13'üncü maddeyle ilgili son bir şey ifade etmek istiyorum. Şimdi, maddenin son fıkrası, Vergi Usul Kanunu'nun 15'inci maddesinin son fıkrasının Maden Kanunu'na uyarlanmış hâli, şimdi iki kanunu karşılaştırdım. Yine, maddenin ikinci fıkrası da Vergi Usul Kanunu'nun 15'inci maddesinin ikinci fıkrasının hemen hemen aynen alınmış hâlidir. Yalnız, Vergi Usul Kanunu sadece beyanname verme hâlini düzenler. Yani vergi ödemek, Vergi Usul Kanunu kapsamında bir vergi ödevi değildir; o, 6183 sayılı Kanun kapsamındadır. Siz, 1'inci maddede devlet hakkının da ödenmesini taksitlendirme konusunda yetki alıyorsunuz, sonra fıkrasında ise -aslında yoruma bağlı, Vergi Usul Kanunu'ndan alınmış olmakla birlikte- ödemeyi de o kapsamda taksitlendirebileceksiniz gibi. Oysa Vergi Usul Kanunu'nun mantığı vergi ödemeyi kapsamına almaz, dolayısıyla Vergi Usul Kanunu hiçbir zaman vergi borçlarının taksitlendirilmesine ilişkin bir hüküm ihtiva etmez. Son fıkra uyarınca da eğer aynı mantığı burada yürütecek olursak siz hiçbir mali yükümlülüğü taksitlendiremezsiniz. Sayın Başkan, bence belki Gelir İdaresinden arkadaşlarla birlikte oturup bu maddeyi tekrar, bir daha yazmakta yarar var.
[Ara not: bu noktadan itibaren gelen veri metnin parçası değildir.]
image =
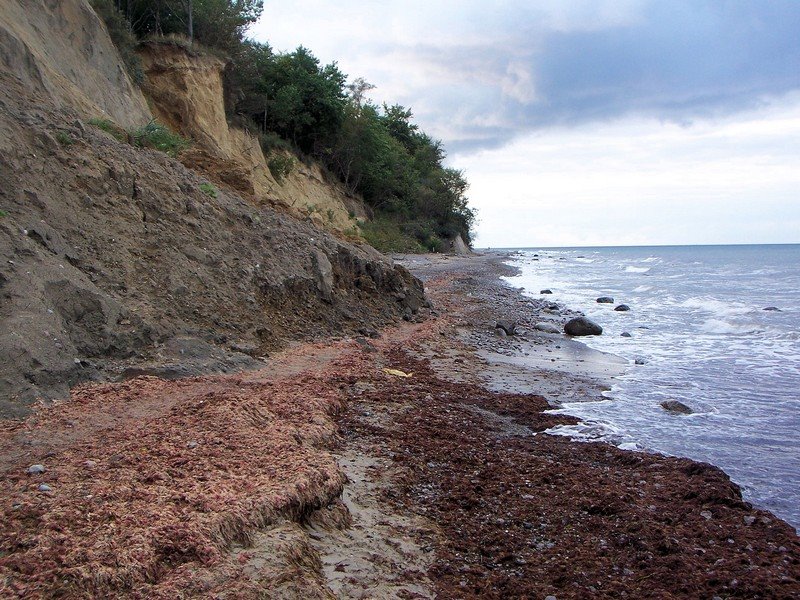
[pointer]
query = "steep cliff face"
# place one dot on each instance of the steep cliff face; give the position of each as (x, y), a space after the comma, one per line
(48, 44)
(186, 93)
(115, 262)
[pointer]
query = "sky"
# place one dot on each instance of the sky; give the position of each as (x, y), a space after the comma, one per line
(587, 122)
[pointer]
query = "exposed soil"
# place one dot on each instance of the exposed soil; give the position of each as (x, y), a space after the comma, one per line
(116, 263)
(325, 475)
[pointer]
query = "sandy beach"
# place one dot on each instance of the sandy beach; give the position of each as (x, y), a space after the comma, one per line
(408, 464)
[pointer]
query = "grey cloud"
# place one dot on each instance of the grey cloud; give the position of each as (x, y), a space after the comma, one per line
(680, 61)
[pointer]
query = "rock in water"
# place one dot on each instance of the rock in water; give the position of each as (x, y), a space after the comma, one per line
(510, 327)
(547, 327)
(676, 408)
(582, 326)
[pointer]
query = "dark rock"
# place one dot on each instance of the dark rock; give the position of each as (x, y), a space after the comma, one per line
(582, 326)
(676, 408)
(510, 327)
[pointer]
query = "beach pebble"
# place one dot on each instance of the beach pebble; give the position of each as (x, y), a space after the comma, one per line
(676, 408)
(510, 327)
(582, 326)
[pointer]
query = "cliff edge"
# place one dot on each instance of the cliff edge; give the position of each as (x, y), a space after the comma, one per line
(119, 261)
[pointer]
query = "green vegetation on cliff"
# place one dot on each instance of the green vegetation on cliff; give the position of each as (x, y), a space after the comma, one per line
(376, 151)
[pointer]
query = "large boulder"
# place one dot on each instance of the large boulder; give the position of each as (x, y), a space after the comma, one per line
(582, 326)
(676, 408)
(547, 327)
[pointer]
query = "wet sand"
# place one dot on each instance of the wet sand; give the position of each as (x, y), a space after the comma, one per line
(409, 466)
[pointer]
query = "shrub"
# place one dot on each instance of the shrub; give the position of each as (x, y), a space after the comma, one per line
(154, 135)
(109, 127)
(387, 235)
(281, 166)
(120, 32)
(208, 190)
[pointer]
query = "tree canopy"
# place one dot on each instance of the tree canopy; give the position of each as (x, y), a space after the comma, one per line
(376, 151)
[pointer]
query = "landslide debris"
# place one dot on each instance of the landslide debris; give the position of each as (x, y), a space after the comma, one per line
(114, 262)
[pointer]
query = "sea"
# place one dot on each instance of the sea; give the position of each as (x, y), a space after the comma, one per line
(699, 329)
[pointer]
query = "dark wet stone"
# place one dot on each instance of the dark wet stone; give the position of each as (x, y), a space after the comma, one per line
(676, 408)
(582, 326)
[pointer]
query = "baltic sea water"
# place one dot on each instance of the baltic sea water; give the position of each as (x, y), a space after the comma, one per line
(697, 322)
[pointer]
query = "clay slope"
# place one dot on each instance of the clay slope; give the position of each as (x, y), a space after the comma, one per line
(114, 262)
(186, 93)
(47, 45)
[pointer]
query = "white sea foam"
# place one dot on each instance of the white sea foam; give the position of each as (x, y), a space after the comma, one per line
(726, 327)
(716, 307)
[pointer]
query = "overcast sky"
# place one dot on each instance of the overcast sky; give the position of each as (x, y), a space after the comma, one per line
(588, 122)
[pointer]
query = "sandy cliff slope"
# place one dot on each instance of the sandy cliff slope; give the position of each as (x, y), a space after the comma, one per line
(186, 92)
(49, 45)
(114, 261)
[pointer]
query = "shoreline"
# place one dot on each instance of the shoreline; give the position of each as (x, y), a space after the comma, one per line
(327, 474)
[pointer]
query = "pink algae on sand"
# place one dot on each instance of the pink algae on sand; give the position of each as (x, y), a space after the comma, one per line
(153, 480)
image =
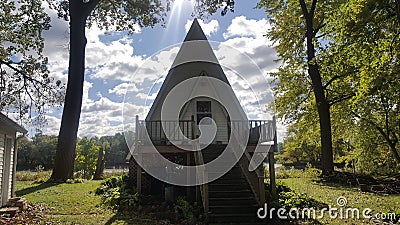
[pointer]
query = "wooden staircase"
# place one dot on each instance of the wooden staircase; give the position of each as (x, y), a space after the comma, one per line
(230, 198)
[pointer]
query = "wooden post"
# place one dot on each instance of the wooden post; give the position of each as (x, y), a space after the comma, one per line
(271, 163)
(138, 168)
(188, 188)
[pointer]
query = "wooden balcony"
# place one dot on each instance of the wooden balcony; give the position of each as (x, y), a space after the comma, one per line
(182, 131)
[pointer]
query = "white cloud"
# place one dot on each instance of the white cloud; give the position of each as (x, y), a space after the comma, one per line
(208, 28)
(122, 88)
(243, 27)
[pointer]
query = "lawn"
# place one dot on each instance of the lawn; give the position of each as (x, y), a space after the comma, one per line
(76, 204)
(329, 193)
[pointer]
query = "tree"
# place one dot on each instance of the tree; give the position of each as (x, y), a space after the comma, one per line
(39, 151)
(121, 15)
(367, 41)
(25, 84)
(100, 161)
(86, 157)
(297, 26)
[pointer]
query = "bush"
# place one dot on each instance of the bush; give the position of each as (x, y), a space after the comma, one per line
(116, 192)
(288, 198)
(308, 172)
(189, 213)
(35, 176)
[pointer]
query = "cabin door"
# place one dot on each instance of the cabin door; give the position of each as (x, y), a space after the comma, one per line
(203, 109)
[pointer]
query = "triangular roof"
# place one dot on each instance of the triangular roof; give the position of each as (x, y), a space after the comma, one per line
(195, 58)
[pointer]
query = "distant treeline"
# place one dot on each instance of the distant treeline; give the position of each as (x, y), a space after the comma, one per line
(40, 151)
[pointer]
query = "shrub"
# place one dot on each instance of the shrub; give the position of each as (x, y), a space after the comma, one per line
(116, 192)
(189, 213)
(288, 198)
(37, 177)
(308, 172)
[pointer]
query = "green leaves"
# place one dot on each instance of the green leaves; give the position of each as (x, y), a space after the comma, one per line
(86, 157)
(25, 84)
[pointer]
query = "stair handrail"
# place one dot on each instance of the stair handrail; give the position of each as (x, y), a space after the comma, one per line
(256, 178)
(200, 173)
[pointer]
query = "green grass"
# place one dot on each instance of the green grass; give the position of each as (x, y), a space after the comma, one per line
(329, 193)
(76, 204)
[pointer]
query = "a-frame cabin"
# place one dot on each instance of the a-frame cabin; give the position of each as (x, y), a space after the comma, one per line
(238, 194)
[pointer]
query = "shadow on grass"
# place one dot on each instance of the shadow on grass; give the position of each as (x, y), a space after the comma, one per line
(133, 218)
(38, 187)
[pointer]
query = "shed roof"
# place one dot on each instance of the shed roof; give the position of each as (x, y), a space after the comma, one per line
(11, 123)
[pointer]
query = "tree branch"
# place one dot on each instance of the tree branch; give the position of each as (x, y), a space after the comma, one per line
(24, 75)
(304, 8)
(339, 99)
(313, 7)
(316, 30)
(331, 80)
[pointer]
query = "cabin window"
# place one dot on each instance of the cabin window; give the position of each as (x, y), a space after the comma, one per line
(203, 110)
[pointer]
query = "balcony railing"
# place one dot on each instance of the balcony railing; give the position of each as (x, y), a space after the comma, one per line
(184, 130)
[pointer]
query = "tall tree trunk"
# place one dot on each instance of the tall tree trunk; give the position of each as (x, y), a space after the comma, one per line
(65, 153)
(318, 89)
(100, 164)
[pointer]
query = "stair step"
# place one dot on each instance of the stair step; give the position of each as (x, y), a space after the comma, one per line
(232, 194)
(233, 218)
(224, 187)
(232, 201)
(234, 209)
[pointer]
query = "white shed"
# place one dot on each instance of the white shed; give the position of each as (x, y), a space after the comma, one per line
(8, 156)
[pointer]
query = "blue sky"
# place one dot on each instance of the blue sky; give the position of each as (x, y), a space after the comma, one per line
(113, 57)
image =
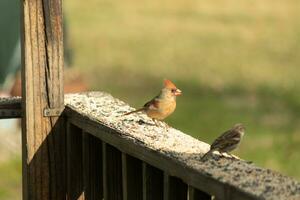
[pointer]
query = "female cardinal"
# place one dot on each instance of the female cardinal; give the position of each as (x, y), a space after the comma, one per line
(228, 141)
(163, 104)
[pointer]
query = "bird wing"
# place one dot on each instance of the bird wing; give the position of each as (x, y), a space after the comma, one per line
(229, 138)
(153, 104)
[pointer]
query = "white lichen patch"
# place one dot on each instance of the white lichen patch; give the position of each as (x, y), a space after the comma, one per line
(109, 111)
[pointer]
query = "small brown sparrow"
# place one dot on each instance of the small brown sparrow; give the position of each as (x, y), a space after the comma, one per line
(163, 104)
(228, 141)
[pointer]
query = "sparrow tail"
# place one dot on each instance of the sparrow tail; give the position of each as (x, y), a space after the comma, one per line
(206, 155)
(138, 110)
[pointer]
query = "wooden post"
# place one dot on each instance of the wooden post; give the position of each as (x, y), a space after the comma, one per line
(42, 93)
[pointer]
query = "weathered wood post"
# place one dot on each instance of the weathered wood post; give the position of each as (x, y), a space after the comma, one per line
(43, 100)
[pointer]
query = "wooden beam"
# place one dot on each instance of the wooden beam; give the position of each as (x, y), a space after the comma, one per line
(42, 88)
(153, 179)
(10, 107)
(174, 188)
(112, 173)
(74, 163)
(132, 178)
(195, 194)
(92, 159)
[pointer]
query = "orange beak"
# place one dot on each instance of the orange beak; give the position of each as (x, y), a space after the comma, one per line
(178, 92)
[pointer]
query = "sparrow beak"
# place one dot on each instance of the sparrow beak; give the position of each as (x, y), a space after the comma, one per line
(178, 92)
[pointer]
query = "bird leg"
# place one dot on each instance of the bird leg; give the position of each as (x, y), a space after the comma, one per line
(155, 122)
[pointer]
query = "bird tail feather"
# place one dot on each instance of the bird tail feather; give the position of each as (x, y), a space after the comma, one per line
(138, 110)
(206, 155)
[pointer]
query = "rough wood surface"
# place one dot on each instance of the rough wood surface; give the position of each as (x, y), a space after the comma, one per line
(42, 88)
(112, 173)
(175, 152)
(75, 181)
(153, 183)
(132, 178)
(195, 194)
(10, 107)
(92, 159)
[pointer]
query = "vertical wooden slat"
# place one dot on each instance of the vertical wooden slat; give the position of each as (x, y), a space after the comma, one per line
(166, 186)
(92, 159)
(195, 194)
(132, 178)
(42, 87)
(153, 179)
(112, 172)
(74, 163)
(174, 188)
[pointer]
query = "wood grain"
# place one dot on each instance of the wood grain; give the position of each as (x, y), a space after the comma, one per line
(112, 173)
(195, 194)
(42, 87)
(92, 159)
(153, 179)
(75, 183)
(132, 178)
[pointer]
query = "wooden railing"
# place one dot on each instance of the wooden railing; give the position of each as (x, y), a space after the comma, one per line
(144, 162)
(113, 157)
(89, 151)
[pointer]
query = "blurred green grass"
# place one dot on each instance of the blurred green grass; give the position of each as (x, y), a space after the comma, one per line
(10, 182)
(236, 61)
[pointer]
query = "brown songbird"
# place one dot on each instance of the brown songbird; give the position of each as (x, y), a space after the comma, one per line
(228, 141)
(163, 104)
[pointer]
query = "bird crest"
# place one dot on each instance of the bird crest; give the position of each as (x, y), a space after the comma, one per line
(169, 84)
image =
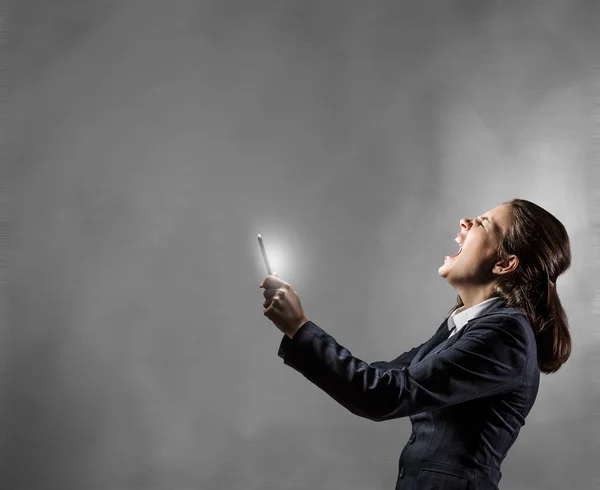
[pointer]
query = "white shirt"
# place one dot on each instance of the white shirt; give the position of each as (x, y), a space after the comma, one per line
(460, 317)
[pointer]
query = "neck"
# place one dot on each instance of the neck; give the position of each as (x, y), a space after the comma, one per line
(473, 296)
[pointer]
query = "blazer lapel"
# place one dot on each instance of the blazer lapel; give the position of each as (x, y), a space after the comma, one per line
(439, 337)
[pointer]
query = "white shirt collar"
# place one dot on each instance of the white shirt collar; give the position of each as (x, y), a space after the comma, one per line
(460, 317)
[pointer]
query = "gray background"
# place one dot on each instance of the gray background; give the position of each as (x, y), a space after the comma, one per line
(150, 141)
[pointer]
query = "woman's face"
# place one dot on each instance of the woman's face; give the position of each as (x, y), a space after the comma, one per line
(480, 237)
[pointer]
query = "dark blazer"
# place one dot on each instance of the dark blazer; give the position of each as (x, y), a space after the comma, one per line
(466, 396)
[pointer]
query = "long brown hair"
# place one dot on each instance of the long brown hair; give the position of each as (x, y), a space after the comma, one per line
(541, 243)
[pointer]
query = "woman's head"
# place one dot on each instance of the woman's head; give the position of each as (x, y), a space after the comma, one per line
(473, 271)
(514, 260)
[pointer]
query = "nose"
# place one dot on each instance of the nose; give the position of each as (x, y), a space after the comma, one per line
(466, 223)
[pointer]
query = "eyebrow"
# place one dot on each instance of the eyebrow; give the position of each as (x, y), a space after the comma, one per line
(494, 227)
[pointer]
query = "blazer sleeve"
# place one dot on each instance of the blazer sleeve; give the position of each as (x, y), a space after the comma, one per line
(488, 359)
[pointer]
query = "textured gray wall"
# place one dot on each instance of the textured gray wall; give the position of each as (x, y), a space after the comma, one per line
(151, 140)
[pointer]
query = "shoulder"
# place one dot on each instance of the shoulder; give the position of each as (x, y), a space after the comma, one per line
(505, 323)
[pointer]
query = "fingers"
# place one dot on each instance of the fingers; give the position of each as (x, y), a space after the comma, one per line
(273, 296)
(269, 293)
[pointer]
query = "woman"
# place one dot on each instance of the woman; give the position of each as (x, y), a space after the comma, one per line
(468, 389)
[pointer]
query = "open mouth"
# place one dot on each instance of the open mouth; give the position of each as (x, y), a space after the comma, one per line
(450, 257)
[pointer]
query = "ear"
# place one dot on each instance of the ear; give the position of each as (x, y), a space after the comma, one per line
(506, 265)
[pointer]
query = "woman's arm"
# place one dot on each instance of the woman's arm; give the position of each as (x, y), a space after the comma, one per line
(488, 359)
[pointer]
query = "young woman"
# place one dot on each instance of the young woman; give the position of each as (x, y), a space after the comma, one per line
(468, 389)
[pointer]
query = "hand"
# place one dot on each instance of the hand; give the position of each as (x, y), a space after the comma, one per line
(282, 305)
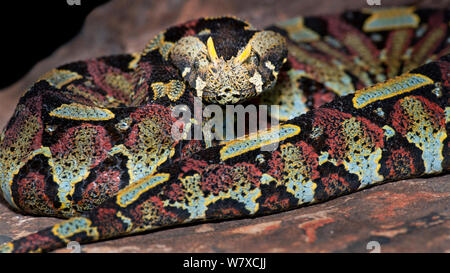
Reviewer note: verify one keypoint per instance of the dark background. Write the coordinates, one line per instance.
(32, 30)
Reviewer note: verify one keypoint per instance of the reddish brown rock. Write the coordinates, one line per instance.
(406, 216)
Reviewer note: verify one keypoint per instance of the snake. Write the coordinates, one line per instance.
(362, 99)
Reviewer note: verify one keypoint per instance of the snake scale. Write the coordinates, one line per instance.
(363, 99)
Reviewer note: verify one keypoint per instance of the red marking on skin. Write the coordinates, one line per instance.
(32, 195)
(330, 120)
(35, 241)
(105, 186)
(107, 222)
(196, 165)
(389, 204)
(100, 143)
(275, 202)
(402, 122)
(220, 178)
(312, 226)
(321, 99)
(445, 71)
(400, 164)
(334, 185)
(308, 154)
(159, 114)
(32, 108)
(342, 30)
(99, 70)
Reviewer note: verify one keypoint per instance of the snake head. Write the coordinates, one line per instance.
(227, 67)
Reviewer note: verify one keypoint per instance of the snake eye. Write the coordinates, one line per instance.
(255, 59)
(211, 49)
(244, 55)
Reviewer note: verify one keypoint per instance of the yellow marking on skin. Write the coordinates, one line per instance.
(447, 114)
(132, 192)
(244, 55)
(136, 58)
(74, 226)
(60, 77)
(391, 18)
(257, 140)
(199, 85)
(256, 80)
(6, 248)
(391, 88)
(211, 50)
(75, 111)
(174, 89)
(9, 177)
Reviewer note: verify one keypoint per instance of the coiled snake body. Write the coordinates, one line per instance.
(363, 99)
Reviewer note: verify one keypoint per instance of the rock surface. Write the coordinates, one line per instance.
(406, 216)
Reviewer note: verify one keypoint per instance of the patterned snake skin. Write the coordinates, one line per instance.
(363, 99)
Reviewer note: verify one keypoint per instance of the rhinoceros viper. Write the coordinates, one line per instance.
(363, 99)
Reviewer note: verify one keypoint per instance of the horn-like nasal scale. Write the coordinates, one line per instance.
(211, 50)
(244, 55)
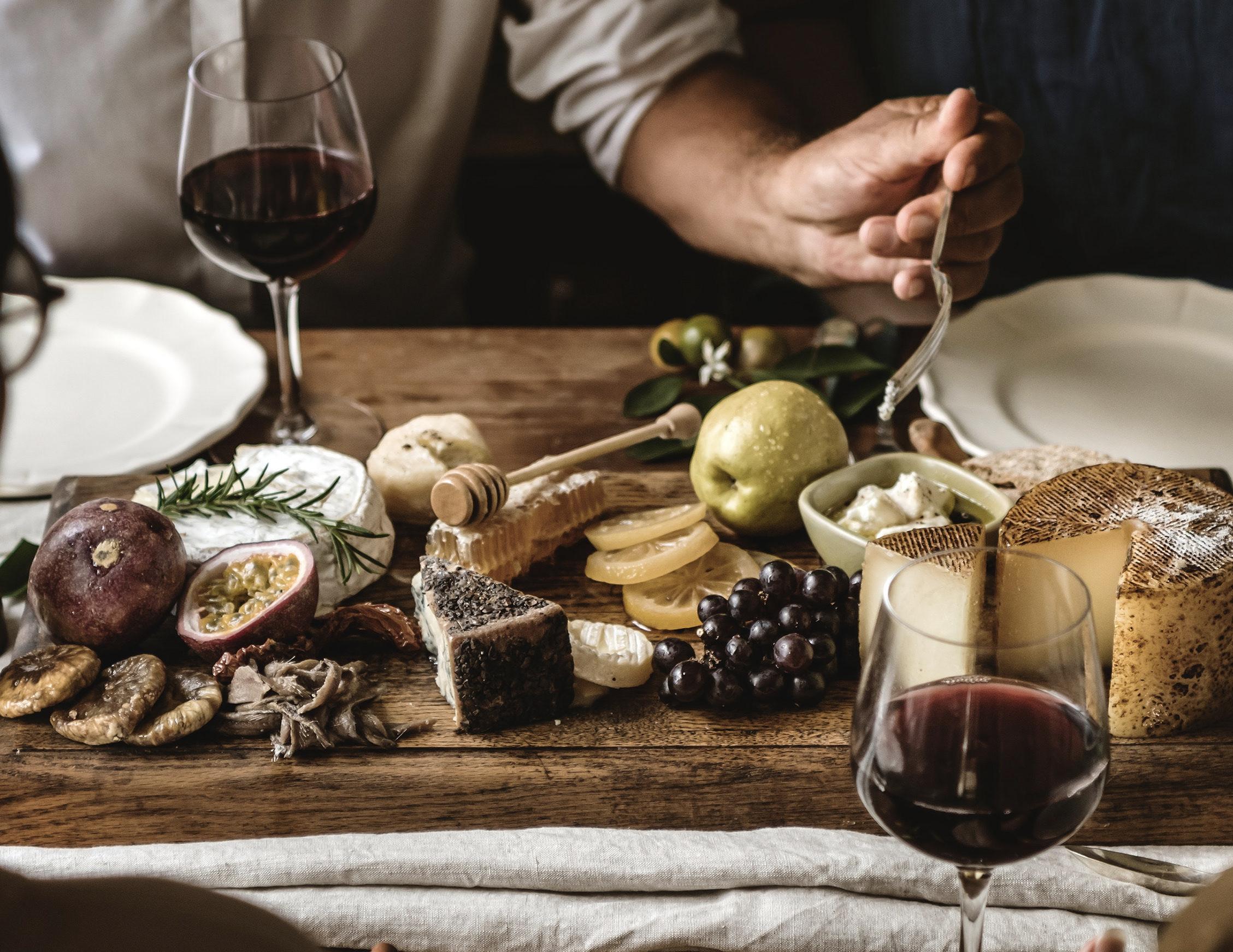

İkincisi, sınırsız bir yetki alıyor Bakanlık. Ne kadar süreyle erteleyeceksiniz, kaç yıl, bir yıl, iki yıl, üç yıl, beş yıl? Vergi Usul Kanunu der ki: "Mücbir sebebin varlığı hâlinde mücbir sebep kadar süreler işlemez." Oysa siz daha ileri bir yetki alıyorsunuz, mücbir sebep varsa Bakanlık olarak biz devlet hakkını iki yıl, üç yıl, dört yıl, beş yıl erteleyebiliriz, taksitlendirebiliriz gibi bir yetki alıyorsunuz. Elbette böyle düşünerek bunu yazdınız demiyorum ama maddeden çıkan anlam bu, bunu oturup bir daha, yeniden kaleme kalmakta yarar var.
Teşekkür ederim.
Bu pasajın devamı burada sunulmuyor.